She Was There All Along: What a Small Room in Jaipur Reminded me about my Craft

There was a small room. Images of Ma on every wall. A man I came to call uncle- Jaswant Ji Meenakar, bent over his work with the kind of quiet certainty that only comes from a lifetime of devotion to a craft. 

And then the fire; before the flame was lit, before a single piece of Meenakari enamel took shape, he paused. He spoke words I have since had translated. 'Jai Mata Di.'  (Victory to the mother.) Be present in this process with us, bless this process and piece.

I felt something move through me when I understood what he'd said. Not surprise, exactly. More like recognition.

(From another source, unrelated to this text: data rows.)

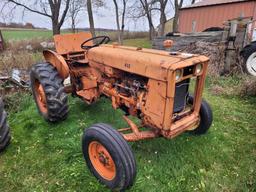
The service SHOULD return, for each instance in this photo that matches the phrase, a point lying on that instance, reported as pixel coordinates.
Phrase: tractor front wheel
(48, 92)
(206, 117)
(109, 157)
(249, 54)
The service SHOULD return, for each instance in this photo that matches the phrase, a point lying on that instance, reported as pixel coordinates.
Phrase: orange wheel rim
(102, 160)
(40, 97)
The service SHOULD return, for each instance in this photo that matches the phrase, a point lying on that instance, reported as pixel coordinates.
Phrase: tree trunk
(123, 25)
(91, 20)
(162, 23)
(117, 22)
(55, 27)
(176, 15)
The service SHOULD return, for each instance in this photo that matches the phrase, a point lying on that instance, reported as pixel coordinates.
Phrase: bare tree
(177, 6)
(147, 6)
(163, 19)
(90, 15)
(56, 10)
(76, 6)
(120, 30)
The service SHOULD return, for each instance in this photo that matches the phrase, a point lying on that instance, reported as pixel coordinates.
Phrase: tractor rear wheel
(206, 117)
(109, 157)
(249, 54)
(5, 136)
(48, 92)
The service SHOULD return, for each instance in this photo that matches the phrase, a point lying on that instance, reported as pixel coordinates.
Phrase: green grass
(48, 157)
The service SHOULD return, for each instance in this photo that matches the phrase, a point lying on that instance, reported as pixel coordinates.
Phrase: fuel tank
(150, 63)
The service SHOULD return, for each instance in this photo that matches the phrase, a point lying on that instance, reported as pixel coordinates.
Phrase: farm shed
(213, 13)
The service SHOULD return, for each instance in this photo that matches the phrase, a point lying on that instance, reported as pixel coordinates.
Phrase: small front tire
(249, 54)
(109, 157)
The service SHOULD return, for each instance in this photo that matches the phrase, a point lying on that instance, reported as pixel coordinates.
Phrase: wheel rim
(251, 64)
(40, 97)
(102, 160)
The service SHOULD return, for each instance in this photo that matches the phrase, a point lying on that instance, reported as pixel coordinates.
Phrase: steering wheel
(103, 40)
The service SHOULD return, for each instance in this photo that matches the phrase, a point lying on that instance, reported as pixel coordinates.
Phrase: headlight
(199, 69)
(178, 74)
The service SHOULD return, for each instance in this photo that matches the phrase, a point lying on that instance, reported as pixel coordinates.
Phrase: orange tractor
(149, 84)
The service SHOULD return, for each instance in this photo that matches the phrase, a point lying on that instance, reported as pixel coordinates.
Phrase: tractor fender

 Like something I already knew, remembered in my body before my mind had a chance to catch up.

 

I had followed a calling to India that I'd felt for a long time, something deep and insistent, connected to Shakti, to the divine feminine, to a golden thread I could feel but hadn't yet fully named. I didn't know exactly what I was looking for when I went. I don't think I was supposed to know.

What I found..felt.. embodied, in that small room, was this: that for thousands of years, across religions, across craft traditions, across continents, makers have called on something larger than themselves before they begin, as ritual, a genuine invitation. As an acknowledgement that what passes through the hands of a maker, when made with intention, carries that energy all the way through. Into the piece. Into the woman who eventually wears it.

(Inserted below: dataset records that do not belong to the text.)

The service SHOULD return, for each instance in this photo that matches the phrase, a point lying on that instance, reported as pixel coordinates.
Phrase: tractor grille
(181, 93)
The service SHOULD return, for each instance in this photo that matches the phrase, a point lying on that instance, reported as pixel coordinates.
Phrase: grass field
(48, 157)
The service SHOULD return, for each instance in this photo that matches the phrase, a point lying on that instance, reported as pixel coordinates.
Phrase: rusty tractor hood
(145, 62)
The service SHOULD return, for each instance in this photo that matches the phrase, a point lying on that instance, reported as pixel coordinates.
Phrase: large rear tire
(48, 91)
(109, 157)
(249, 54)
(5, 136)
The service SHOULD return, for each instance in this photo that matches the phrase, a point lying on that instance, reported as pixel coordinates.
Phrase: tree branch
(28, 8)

Jaswant Ji,  explained to me how different colours in the Meenakari process invoke different planets. How the colours chosen, applied with intention, create a cooling effect for the woman who wears the piece. How the making is inseparable from the meaning. How the jeweller and the wearer are connected through the work, across time.

And then he reenforced something I had known for years but fully understood in that small rool: the Meenakari work happens on the back of the piece. The side that faces inward, toward the body. The side the outside world rarely sees. 

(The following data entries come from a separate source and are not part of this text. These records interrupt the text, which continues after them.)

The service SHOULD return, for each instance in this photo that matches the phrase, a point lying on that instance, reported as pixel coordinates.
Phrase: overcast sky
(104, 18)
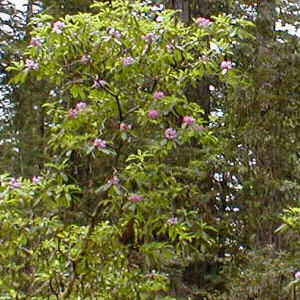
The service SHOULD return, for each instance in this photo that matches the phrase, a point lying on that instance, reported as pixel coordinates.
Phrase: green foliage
(110, 221)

When I came home, I kept turning that over. And I started to notice something I hadn't quite let myself see before.

I have a small shrine in my studio. I watch the laser move through wood with a kind of attention that has always felt like more than just checking the machine is working. The ebbs and flows of my practice have always moved with my inner life, I've said that for years, but I said it as though it were a quirk, an apology almost for the inconsistency of a one-woman studio.

I didn't say it as what it actually is: my spiritual practice. Where what I have been making has always been inseparable from something larger than the making itself and how I see and understand myself.

I've been doing it all along. I just didn't have the name for it.

It made me think about the gold bangles placed on the wrists of Indian children. Not just as gift. As protection. As a way of saying: you are held. You are armoured. You carry something with you that the world cannot take. I think about my grandmothers' pieces that I wear on my body every day, the weight of them, the warmth of them, the sense of not being alone that comes with them. I have spoken about gold as archive, as security, as the jewellery of migrant women who carried their wealth and their stories on their bodies across borders.

But I think what I'm understanding now, more fully, is that it was never just about the gold. It was always about the intention inside it. The protection called into it before it was given. The love that travelled with it. The maker, the giver, the wearer, all held inside one small object, across time.

Craft collapses time. That is one of the truest things I know now. To sit in a lineage of making, to put your hands into a process that has been passed from father to son, from grandmother to granddaughter, for hundreds of years, is to truly move backwards and forwards at once.

I was in that room in Jaipur and I was also in my Baa's village, and I was also in my own studio, and I was also somewhere further forward than I've been yet. All at once.

I am still sitting with a lot of what India stirred in me. The collection that is forming in response to it is still becoming, I can feel its shape, its texture, its intention, even where I can't yet fully see it. And I think that's right. I think some things need to be held before they can be revealed.

What I can say is this: I will be calling on her when I make now. Consciously. Deliberately. Asking the divine feminine, whatever name you might call her, to be present in the process, to move through the material, to be carried in the piece, to land softly on the woman who one day wears it.